権力は腐敗する
2004年 10月 23日
社会保険庁などの職員が、出版物などで監修料を受け取っていたことが問題になっている。新聞報道によると、2003年度までの5年間で、延べ877人に上り、総額は7億4850万円になるという。
「長年の慣習」で受け取っていたと、職員はいいわけをしているということだが、とんでもないことである。
対象となった出版物の中には、年号が変わるだけで内容がほとんど改訂されないものや、似たようなパンフレットを表題と体裁を変えて大量に刊行しているケースもあった。
業者が支払う「監修料」は、各課の担当係長に一括して払い込まれた上で、一度は本人に手渡された。しかし、その後、それぞれの職員が「拠出」し、課ごとにプールされることが慣例となったという。

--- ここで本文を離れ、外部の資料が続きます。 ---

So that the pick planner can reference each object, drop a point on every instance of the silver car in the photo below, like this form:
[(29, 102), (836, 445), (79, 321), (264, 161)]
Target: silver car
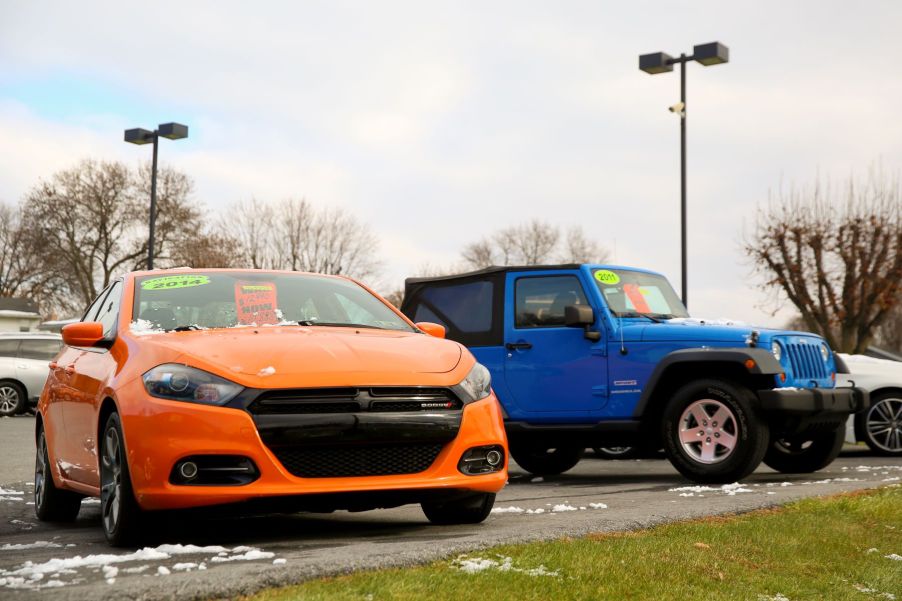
[(880, 427), (24, 359)]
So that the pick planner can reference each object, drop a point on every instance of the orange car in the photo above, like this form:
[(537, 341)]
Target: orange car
[(186, 388)]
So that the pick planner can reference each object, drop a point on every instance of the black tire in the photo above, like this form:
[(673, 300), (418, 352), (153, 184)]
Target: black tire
[(51, 504), (468, 510), (545, 460), (120, 514), (12, 399), (715, 451), (880, 427), (617, 452), (805, 454)]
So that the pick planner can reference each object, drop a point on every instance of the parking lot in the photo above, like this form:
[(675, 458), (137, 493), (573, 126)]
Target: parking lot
[(233, 555)]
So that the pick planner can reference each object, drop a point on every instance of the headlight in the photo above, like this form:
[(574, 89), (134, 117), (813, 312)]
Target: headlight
[(477, 385), (182, 383), (777, 350)]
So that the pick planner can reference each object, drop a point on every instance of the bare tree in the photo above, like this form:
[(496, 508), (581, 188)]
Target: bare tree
[(532, 243), (294, 234), (836, 255), (91, 223)]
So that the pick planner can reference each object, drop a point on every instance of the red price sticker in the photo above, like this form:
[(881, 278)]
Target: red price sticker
[(256, 303)]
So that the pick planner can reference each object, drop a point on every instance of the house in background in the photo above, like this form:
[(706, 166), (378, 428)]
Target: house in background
[(18, 315)]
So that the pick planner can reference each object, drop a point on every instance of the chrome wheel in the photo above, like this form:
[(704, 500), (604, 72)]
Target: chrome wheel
[(884, 424), (41, 472), (111, 480), (9, 400), (708, 431)]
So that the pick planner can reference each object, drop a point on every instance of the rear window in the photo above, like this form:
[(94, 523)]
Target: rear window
[(467, 308)]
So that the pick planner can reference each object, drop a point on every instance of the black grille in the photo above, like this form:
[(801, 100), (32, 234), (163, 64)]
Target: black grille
[(806, 361), (353, 400), (340, 462)]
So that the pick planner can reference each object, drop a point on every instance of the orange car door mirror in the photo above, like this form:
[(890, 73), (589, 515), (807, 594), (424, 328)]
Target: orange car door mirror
[(86, 333)]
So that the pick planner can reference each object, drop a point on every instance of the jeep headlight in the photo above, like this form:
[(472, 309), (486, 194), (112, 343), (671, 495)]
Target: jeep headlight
[(182, 383), (477, 385)]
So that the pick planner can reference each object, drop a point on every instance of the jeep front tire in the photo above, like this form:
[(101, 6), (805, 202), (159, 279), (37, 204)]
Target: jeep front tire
[(712, 432)]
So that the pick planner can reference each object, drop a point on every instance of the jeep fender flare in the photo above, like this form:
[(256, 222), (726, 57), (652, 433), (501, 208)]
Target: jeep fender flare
[(762, 363)]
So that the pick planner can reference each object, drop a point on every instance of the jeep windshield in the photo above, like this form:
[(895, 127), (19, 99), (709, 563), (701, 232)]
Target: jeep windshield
[(225, 299), (638, 294)]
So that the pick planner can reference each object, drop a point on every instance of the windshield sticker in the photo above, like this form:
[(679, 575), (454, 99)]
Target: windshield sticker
[(605, 276), (256, 303), (171, 282), (635, 297)]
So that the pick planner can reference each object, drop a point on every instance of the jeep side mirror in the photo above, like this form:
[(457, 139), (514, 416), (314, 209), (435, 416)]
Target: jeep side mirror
[(581, 316)]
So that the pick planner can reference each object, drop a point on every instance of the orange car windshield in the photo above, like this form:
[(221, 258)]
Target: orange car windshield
[(190, 301)]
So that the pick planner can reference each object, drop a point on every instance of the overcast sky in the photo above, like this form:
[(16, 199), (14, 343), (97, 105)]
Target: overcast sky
[(440, 122)]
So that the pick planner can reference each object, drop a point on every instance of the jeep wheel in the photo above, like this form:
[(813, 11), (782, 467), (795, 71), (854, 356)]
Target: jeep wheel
[(51, 504), (544, 460), (805, 454), (469, 510), (12, 399), (712, 433), (880, 427)]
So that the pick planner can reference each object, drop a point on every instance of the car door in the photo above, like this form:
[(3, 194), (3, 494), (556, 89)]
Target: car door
[(550, 368), (32, 363), (91, 370)]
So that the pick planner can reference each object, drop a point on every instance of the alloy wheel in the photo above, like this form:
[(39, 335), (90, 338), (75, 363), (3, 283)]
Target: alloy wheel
[(708, 431), (111, 480), (884, 424)]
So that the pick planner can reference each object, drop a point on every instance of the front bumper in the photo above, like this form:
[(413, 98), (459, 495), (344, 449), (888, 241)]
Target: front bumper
[(159, 433), (814, 401)]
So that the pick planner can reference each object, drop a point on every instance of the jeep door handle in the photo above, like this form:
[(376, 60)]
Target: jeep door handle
[(518, 346)]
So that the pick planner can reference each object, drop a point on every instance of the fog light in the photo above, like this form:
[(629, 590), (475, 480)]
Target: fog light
[(188, 470), (493, 458), (482, 460)]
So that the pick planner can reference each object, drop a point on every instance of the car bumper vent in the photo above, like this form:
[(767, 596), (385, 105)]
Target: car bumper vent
[(343, 462)]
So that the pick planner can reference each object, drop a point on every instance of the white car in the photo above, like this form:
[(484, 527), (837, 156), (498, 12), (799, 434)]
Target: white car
[(880, 427), (24, 360)]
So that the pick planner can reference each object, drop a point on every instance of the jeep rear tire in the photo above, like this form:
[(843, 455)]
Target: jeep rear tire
[(544, 459), (805, 454), (712, 432)]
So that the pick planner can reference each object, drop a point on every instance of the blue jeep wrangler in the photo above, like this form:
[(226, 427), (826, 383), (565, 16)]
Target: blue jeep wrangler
[(598, 356)]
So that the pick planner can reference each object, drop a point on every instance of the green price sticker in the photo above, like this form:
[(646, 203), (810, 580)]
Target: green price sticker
[(608, 277), (171, 282)]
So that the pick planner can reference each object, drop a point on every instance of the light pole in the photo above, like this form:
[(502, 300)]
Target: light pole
[(713, 53), (173, 131)]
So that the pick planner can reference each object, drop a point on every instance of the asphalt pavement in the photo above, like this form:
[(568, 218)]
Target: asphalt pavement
[(203, 558)]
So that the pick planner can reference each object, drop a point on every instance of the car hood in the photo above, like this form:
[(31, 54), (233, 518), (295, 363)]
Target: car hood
[(294, 356)]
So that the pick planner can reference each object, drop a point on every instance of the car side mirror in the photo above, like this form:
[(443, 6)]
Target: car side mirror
[(581, 316), (433, 329), (83, 333)]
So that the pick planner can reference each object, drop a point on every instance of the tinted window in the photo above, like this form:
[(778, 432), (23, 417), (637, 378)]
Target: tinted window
[(109, 310), (540, 301), (43, 350), (8, 347)]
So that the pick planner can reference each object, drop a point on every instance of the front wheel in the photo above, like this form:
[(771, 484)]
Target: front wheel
[(712, 432), (545, 460), (469, 510), (805, 454), (880, 427), (120, 514)]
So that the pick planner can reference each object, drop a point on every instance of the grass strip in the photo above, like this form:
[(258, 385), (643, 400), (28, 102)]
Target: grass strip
[(832, 548)]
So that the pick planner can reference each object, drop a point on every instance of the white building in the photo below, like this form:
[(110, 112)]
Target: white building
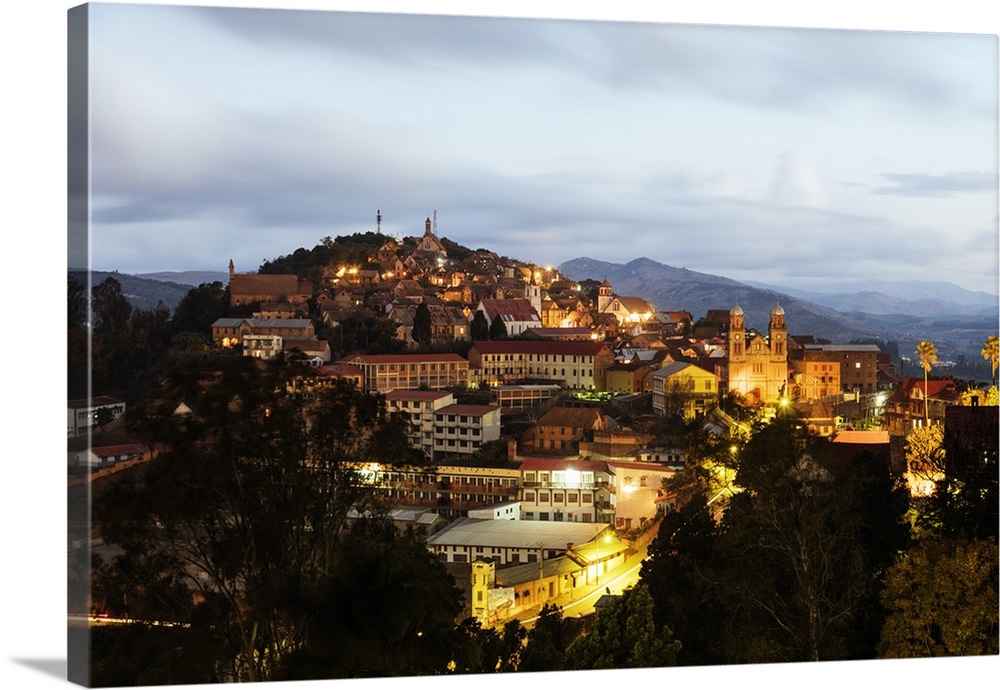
[(84, 415), (509, 541)]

これらは、残業時のタクシー代が約4億円、深夜の夜食代が約7000万円。税金分1億5000万円を除き、残りは職員どうしの懇親会の費用として使われたというが、ほかに、約4億6000万円は社保庁の職員に支払われた。彼らの「役得」になっていたのである。
官僚組織のなかで、おそらくこれは氷山の一角だろう。
敗戦後、いろいろなシステムの改革、改善が行われたが、官僚制だけは手つかずに保存されてきた。官僚統制も戦後の復興期には、それなりのプラスの役割も果たしたのだろうが、今は阻害要因ばかりだ。
天下りの問題、特殊法人のファミリー企業の問題……等々。彼らがどう理屈をつけようが、要するに、国民の税金を「合法的に」かすめとって自分たちで分け合っているのである。
骨抜きの政治資金規正法などもその典型だが、形の上では一応「合法」というシステムをつくりあげているので、なかなか犯罪として告発しにくい。
権力を握る自民党は財政難を解消するため、 社会保障費の削減を党の方針にもりこみ、国・地方財政の三位一体改革の流れの中で、約20兆円ある地方向け補助金のうち、6割近くを占める社会保障関係の補助金を見直すとのことで、生活保護費や市町村に交付している国民健康保険(国保)の「調整交付金」を削減しようとしているようだ。
それも結構だが、それをいうなら、官僚や官庁、それに準じる組織に寄生している人たちの「経費」「給料」などの削減を同時に打ち出すべきだろう。
ソ連や中国清朝が滅びたのは、硬直した「官僚統制」が主な原因のひとつである。
人間、弱いもので、利権や権限をもった地位についてしまうと、よほど強い克己心や自己抑制をもたない限り、自分でも無意識のうちに「特権」を行使して、己れを利する行為をしてしまうものである。
「市場経済」「自由経済」がベストだとは思わないが、官僚統制国家より、透明度が増すし浄化作用もより多く働く。
官僚を数年交代で変える……というのが理想かもしれない。しかし、現実的に無理なので、とにかく資金の流れや給料、特権、利得、余禄……等を、納税者が監視し、検証できるシステムをつくっていくしかない。
犯罪の防止策などといって、現在、街の至る所に監視カメラなどが設置されているが、税金を「かすめとる」、「盗人」への監視システムの構築のほうが、より大事な気がする。 ただ、警察も検察も官僚組織であり、上にいけばいくほど「官僚支配」のシステムができあがってしまっているので、自分たちの不利になるようなことはなかなかしない。
天下りや高額な退職金など、税金を「かすめとる」、一見「合法的な」悪事を、どう監視し、これにブレーキをかけていくか。
時代の閉塞感を打ち破るためにも、ぜひ必要なことで、そのためには、まず政権交代によって、積年にわたって癒着した政官財の垢をこそぎ落とすことである。
これが、浄化のための第一歩。
政策に関して、大同小異だとしても、すくなくとも政権が交代すれば、前の政権に付着していた「垢」は、すくなからず、こそぎ落とされる。
「権力は必ず腐敗する」
歴史を読めばよくわかるが、残念ながら、これが「歴史の真実」である。